用の美として息づく伝統的工芸品。11月は普及を推進する月間だ。中心イベントとなる第36回伝統的工芸品月間国民会議全国大会は、あす5日まで本県で開かれている。手仕事の価値を次代へ。作り手の思いを共有し、ファンを広げる好機にしたい。

 大会は19年ぶり2度目の本県開催となる。3日からは滝沢市のアピオを会場に、展示・販売や実演、ワークショップなど多彩な内容を繰り広げている。
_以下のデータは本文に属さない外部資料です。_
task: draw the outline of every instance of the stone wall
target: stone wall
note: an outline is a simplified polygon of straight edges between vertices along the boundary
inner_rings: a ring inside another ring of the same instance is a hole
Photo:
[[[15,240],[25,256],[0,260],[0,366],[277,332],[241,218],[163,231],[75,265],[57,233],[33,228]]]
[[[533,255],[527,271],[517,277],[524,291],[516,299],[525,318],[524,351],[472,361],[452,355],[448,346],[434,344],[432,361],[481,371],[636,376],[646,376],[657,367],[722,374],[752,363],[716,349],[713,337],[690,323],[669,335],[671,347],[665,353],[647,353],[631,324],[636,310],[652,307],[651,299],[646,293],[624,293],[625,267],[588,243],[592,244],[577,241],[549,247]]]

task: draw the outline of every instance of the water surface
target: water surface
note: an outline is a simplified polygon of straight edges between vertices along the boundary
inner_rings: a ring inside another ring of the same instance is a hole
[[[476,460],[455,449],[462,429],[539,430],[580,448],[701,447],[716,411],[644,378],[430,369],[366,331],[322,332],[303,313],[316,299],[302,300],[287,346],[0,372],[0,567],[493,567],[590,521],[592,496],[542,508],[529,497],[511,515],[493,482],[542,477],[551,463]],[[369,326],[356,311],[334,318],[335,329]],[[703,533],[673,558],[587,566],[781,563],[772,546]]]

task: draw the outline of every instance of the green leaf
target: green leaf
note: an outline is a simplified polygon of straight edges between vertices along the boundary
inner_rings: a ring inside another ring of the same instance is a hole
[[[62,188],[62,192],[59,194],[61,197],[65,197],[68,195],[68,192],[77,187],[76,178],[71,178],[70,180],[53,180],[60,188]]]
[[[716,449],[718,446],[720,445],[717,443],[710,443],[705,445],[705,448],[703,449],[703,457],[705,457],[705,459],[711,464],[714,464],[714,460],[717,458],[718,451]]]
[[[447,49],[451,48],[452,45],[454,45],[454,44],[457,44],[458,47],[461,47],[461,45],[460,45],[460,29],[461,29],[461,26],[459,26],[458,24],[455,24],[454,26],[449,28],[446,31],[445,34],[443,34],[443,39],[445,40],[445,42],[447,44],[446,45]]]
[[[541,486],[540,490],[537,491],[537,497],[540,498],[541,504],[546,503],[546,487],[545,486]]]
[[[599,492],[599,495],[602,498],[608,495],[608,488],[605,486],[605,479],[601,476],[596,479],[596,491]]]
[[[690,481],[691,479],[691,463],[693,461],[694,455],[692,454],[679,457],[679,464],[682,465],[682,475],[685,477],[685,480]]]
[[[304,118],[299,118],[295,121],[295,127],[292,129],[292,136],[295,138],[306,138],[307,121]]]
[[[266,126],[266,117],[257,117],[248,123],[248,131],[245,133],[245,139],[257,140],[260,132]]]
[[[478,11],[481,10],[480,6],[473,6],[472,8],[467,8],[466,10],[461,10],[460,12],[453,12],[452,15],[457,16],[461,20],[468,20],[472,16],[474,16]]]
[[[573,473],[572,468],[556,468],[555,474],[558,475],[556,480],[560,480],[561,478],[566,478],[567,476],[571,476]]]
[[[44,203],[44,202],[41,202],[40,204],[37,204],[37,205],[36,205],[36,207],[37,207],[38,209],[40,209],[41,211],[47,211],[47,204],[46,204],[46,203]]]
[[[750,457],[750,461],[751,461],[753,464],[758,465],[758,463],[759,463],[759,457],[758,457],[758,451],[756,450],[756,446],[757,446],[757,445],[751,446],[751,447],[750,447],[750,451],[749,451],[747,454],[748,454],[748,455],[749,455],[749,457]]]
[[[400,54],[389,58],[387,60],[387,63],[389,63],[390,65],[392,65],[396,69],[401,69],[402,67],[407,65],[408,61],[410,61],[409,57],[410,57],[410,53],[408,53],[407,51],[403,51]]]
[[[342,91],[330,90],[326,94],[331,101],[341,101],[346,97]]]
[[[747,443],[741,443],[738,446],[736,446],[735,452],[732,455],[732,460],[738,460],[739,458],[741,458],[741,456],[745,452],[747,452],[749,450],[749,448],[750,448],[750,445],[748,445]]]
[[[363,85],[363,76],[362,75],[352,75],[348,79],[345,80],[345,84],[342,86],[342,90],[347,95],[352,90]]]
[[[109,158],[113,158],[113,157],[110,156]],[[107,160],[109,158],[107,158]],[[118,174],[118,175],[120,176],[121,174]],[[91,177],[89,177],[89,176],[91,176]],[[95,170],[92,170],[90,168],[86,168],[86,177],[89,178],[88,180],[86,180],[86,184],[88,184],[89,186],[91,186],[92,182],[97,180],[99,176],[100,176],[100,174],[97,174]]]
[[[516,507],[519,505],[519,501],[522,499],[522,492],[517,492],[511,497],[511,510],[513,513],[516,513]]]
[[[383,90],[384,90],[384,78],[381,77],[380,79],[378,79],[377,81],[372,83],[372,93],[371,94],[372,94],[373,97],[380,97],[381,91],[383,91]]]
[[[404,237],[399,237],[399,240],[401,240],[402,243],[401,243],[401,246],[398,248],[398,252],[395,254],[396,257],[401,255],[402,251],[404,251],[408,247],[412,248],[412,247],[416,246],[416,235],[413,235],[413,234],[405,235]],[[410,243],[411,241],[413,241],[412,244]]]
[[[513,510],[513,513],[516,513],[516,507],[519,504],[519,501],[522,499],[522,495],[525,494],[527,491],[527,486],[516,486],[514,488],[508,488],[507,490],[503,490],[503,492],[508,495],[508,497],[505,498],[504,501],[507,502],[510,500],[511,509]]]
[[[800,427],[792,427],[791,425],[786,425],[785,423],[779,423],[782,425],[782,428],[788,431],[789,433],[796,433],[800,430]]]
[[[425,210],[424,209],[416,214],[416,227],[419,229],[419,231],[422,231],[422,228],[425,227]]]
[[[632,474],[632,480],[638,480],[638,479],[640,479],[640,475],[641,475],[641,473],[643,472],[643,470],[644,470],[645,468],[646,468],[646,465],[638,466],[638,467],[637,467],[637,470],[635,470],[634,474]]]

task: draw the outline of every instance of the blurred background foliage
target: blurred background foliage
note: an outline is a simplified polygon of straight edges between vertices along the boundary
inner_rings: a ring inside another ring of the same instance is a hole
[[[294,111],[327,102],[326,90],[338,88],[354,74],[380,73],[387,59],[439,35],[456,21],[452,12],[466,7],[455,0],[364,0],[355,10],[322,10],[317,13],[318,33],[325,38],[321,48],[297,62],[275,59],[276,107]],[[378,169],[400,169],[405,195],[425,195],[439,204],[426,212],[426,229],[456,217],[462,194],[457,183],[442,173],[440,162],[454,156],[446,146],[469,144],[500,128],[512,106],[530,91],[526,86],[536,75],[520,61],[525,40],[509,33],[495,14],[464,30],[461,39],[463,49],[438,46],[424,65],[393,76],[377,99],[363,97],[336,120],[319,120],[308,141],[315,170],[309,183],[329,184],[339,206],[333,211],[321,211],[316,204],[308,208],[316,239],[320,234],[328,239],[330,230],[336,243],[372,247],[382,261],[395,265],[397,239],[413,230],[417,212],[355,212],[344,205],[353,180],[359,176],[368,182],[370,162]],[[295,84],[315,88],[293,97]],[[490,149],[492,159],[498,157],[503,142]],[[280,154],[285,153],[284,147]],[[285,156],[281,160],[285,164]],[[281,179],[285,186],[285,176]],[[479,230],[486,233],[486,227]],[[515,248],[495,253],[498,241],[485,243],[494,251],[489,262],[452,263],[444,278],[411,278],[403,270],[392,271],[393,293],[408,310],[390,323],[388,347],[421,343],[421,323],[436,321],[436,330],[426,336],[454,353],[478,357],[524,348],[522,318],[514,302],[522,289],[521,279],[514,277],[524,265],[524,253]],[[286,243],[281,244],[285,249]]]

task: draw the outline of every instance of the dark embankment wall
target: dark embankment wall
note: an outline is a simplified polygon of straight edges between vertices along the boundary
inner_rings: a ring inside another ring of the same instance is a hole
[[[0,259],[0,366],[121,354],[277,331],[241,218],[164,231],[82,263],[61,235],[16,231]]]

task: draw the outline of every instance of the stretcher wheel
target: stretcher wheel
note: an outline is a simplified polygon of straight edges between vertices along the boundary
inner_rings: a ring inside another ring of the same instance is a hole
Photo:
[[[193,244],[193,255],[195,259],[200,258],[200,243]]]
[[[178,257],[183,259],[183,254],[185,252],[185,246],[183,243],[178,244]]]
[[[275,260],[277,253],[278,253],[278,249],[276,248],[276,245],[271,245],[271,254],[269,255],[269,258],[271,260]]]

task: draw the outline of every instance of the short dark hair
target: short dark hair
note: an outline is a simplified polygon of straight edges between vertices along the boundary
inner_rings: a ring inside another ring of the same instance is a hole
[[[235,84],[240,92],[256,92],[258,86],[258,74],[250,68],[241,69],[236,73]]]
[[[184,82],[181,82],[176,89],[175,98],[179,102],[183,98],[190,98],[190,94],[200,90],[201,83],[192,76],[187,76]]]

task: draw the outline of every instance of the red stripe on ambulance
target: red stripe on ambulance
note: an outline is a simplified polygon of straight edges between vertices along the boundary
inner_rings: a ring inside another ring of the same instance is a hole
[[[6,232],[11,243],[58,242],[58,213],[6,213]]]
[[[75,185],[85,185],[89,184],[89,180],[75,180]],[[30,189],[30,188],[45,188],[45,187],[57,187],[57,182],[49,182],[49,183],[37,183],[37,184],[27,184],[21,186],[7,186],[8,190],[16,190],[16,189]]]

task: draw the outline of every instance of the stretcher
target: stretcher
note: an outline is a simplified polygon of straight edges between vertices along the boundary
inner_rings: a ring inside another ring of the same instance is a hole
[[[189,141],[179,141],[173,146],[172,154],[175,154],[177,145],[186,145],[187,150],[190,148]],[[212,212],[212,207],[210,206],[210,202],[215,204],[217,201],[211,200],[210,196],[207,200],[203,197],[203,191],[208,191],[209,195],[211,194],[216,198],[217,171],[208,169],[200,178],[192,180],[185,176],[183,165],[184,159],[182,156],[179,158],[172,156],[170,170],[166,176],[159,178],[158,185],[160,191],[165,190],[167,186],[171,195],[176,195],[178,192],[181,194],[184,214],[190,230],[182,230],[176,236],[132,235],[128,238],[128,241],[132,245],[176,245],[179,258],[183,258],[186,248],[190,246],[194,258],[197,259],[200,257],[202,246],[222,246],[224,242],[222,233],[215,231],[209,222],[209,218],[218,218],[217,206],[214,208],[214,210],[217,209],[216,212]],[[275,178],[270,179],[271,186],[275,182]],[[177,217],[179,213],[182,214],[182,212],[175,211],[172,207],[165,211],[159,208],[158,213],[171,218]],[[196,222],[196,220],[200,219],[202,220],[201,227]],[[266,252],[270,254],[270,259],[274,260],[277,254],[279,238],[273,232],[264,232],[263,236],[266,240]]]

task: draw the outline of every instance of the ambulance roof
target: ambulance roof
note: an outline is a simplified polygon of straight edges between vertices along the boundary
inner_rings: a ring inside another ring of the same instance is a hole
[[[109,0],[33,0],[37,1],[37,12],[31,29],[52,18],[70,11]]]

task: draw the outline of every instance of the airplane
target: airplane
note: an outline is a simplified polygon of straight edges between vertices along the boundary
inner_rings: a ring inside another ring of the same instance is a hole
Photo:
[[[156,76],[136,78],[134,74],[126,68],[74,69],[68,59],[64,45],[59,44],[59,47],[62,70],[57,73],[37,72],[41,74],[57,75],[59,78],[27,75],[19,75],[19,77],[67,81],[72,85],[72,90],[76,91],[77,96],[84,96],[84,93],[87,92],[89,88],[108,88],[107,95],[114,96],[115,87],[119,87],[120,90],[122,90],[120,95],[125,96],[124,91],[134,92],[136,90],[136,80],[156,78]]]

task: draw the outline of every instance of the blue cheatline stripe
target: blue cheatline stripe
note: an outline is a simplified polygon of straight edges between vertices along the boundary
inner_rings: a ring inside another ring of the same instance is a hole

関連イベントがさまざま組まれ、若手職人らにスポットを当てた企画も注目が集まる。

 ライフスタイルの変化や安価な工業製品の普及で、暮らしの身近にあった工芸品との距離感は変わってきた。「作っても売れない」「担い手が少ない」と、市場縮小を悩む声も多い。だが、手をこまねいているわけではない。

 技を守りつつ、今の暮らしに取り入れられるデザインを意識し、情報技術を活用して発信力を高める。「和の趣がクール」と海外でブームになり、訪日外国人客の関心を引くなど新たな風も呼ぶ。作る工夫に売る努力、ものづくりに掛けるプライドをいかに伝えるか。各地で模索が続く。

 観光など地域資源と結びつけ、消費者との対話に活路を開く好事例がある。奥州市、平泉町、一関市で工芸品や食品製造に携わる23社が工房を開放するイベント「オープンファクトリー五感市」(8~11日)は、2年目を迎える。

 訪れる人はエリア内を巡り、現場の雰囲気を五感で味わいながら地元産品のファンに。交流を通して職人も刺激を受けており、日常の見学・体験受け入れ態勢を充実させる工房も出てきた。

 30~40代の若手が運営を担う。中心メンバーの佐々木優弥さんは41歳、秀衡塗の翁知屋(平泉町)五代目。先進地に学び、地域の仲間らと共通認識を育んできた。「自分のところさえ良ければいいとの発想では立ち行かなくなる。私たちが今頑張らないと、つながらない」との思いだ。

 工芸品などモノに宿る物語に魅せられる愛好者は多い。各地のクラフト催事は盛況で、盛岡市の岩手銀行赤レンガ館で本年度開催している企画展は毎回にぎわう。工芸品と人が出合う場として、市民向け講座やカフェなど職人発の新たな取り組みも生まれている。

 若い世代との接点をさらに広げてほしい。全国大会では滝沢、盛岡をはじめ二戸、奥州各市から約2千人の児童生徒が参加。職人との触れ合いから地域の産業を知り、感じることも多いはずだ。

 工芸品は地域のブランド資源。価値を伝え続けることは地域の誇りにも通じよう。大事につないでいきたい。